9/3/06

here's to life

we’ve haven’t spent a hell of a lot of time here, but we’ve learned enough about the real world to know that it is nothing like what we came to expect. there is no panning, no zooming, nothing gets framed or cropped, nothing is well-lighted. when you meet a girl’s gaze from across the room, no music plays, nothing slows down. when you raise your voice, the other person doesn’t wait for you to finish any more than you have any idea the next word that will come out of your mouth. when you pull the trigger, nothing explodes, no sparks fly, there’s just a dull, deafening crack, and the person you were aiming at is either dead or getting there pretty damn fast. and no, it probably wasn’t his last day before retirement, and no, he isn’t going to get to tell his wife he loves her with his last breath. he’s just dead.

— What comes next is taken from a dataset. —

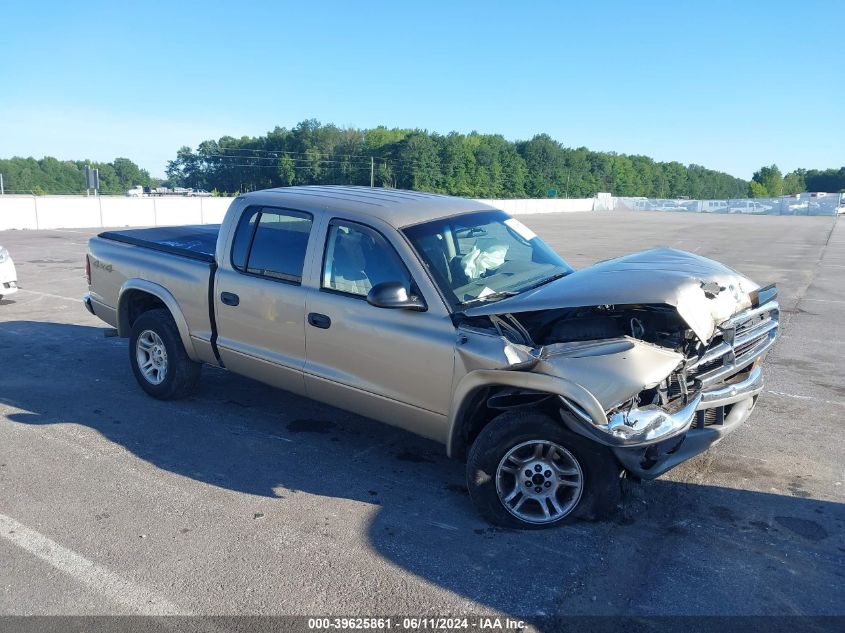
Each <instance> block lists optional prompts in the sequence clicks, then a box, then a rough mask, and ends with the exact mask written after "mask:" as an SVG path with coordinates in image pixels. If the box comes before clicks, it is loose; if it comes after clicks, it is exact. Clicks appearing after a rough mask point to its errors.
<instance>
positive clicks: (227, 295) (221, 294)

in this place, this life we call home, not the one we wish we were in, with the good lighting and the clever script, but the one where we sit in traffic and go to meetings and die of everyday, boring diseases like heart disease, the moments that define our lives are gone before you realize they were happening, before you realize that that was the time you were supposed to say the line, to have the answer, to reach out and grab her and kiss her and never let her go. either you did it or you didn’t, and no amount of preparation could have made you ready for it, just as no amount of thinking about it afterward will change it. but oh, you’ll think about it, yes, because these moments are the critical corners in the road that makes up our lives: you’ll always remember the intersection, and you’ll dig in your head for years to find out why you chose to go left instead of right, and you’ll constantly wonder what your life would have been like if you would have gone the other way, but none of that will matter, because the truth of the matter is that you went left and you’ll never get to go back there again.

and there’s nothing quite like that feeling when one of those moments just passed, while you’re standing there over a guy who, while it probably wasn’t his last day before retirement, is not going to get to tell his wife he loves her since she wasn’t around when he had his last breath, with the afternoon sun sort of glaring through the high windows and reflecting harshly off the tile floor and into your squinting eyes, with your ears ringing softly and the gun heavy in your clammy hands, that feeling that you just turned left when you should have turned right, that feeling that the last two and a half seconds will replay in your mind until the day you die.